On Tuesday 28 June 2011, Per Forlin wrote:
How significant is the cache maintenance over head? It depends, the eMMC are much faster now compared to a few years ago and cache maintenance cost more due to multiple cache levels and speculative cache pre-fetch. In relation the cost for handling the caches have increased and is now a bottle neck dealing with fast eMMC together with DMA.
The intention for introducing non-blocking mmc requests is to minimize the time between a mmc request ends and another mmc request starts. In the current implementation the MMC controller is idle when dma_map_sg and dma_unmap_sg is processing. Introducing non-blocking mmc request makes it possible to prepare the caches for next job in parallel to an active mmc request.
This is done by making the issue_rw_rq() non-blocking. The increase in throughput is proportional to the time it takes to prepare (major part of preparations is dma_map_sg and dma_unmap_sg) a request and how fast the memory is. The faster the MMC/SD is the more significant the prepare request time becomes. Measurements on U5500 and Panda on eMMC and SD shows significant performance gain for large reads when running DMA mode. In the PIO case the performance is unchanged.
There are two optional hooks pre_req() and post_req() that the host driver may implement in order to move work to before and after the actual mmc_request function is called. In the DMA case pre_req() may do dma_map_sg() and prepare the dma descriptor and post_req runs the dma_unmap_sg.

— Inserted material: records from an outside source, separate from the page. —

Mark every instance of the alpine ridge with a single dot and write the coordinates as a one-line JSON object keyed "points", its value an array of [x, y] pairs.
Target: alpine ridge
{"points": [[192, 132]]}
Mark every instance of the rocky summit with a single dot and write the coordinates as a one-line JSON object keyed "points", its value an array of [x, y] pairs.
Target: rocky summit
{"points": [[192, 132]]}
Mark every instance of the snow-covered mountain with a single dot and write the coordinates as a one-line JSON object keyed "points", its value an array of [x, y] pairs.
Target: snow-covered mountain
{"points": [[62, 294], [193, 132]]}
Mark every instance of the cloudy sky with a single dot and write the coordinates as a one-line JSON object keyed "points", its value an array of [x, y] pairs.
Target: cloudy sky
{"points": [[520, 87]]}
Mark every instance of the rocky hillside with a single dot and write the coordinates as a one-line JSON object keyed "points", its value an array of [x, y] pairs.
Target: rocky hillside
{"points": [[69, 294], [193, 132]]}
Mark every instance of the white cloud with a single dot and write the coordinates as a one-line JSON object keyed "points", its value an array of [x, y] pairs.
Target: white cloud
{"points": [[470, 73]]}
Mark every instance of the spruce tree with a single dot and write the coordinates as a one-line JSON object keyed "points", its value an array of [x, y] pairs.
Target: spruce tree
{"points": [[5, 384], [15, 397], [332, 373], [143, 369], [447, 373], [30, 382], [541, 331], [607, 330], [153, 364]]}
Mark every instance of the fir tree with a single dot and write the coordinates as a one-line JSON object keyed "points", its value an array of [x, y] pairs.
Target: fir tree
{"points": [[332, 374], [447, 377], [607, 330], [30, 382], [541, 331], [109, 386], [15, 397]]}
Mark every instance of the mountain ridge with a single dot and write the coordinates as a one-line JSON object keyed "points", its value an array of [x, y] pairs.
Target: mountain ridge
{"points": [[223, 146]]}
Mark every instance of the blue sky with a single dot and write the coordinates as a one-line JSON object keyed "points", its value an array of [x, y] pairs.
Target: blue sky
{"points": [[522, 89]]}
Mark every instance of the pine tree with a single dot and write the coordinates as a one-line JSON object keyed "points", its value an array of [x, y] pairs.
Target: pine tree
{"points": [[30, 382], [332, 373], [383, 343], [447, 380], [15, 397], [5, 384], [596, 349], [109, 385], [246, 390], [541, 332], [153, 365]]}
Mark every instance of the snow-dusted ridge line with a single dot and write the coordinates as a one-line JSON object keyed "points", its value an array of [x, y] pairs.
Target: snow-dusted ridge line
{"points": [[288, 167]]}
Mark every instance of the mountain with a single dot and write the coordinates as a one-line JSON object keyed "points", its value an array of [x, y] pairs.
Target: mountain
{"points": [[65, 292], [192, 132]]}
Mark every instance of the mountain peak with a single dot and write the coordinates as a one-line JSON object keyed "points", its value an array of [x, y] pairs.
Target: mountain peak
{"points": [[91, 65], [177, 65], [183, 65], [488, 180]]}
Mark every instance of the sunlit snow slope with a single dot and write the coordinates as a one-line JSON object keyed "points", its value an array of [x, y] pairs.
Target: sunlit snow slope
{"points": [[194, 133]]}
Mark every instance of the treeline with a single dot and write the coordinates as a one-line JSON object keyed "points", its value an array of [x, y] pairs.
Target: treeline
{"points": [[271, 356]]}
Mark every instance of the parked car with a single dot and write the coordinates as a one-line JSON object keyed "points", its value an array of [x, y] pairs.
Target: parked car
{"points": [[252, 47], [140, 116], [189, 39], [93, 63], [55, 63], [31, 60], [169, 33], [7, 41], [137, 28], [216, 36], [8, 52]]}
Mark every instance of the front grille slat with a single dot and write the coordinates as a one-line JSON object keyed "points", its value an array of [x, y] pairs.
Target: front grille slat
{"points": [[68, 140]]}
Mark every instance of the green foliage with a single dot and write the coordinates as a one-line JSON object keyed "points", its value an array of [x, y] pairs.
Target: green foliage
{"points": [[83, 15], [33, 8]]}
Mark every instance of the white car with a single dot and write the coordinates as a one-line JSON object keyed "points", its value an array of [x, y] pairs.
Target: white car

I think this looks good enough to merge into the linux-mmc tree, the code is clean and the benefits are clear.
Acked-by: Arnd Bergmann arnd@arndb.de
One logical follow-up as both a cleanup and performance optimization would be to get rid of the mmc_queue_thread completely. When mmc_blk_issue_rq() is non-blocking always, you can call it directly from the mmc_request() function, instead of waking up another thread to do it for you.
Arnd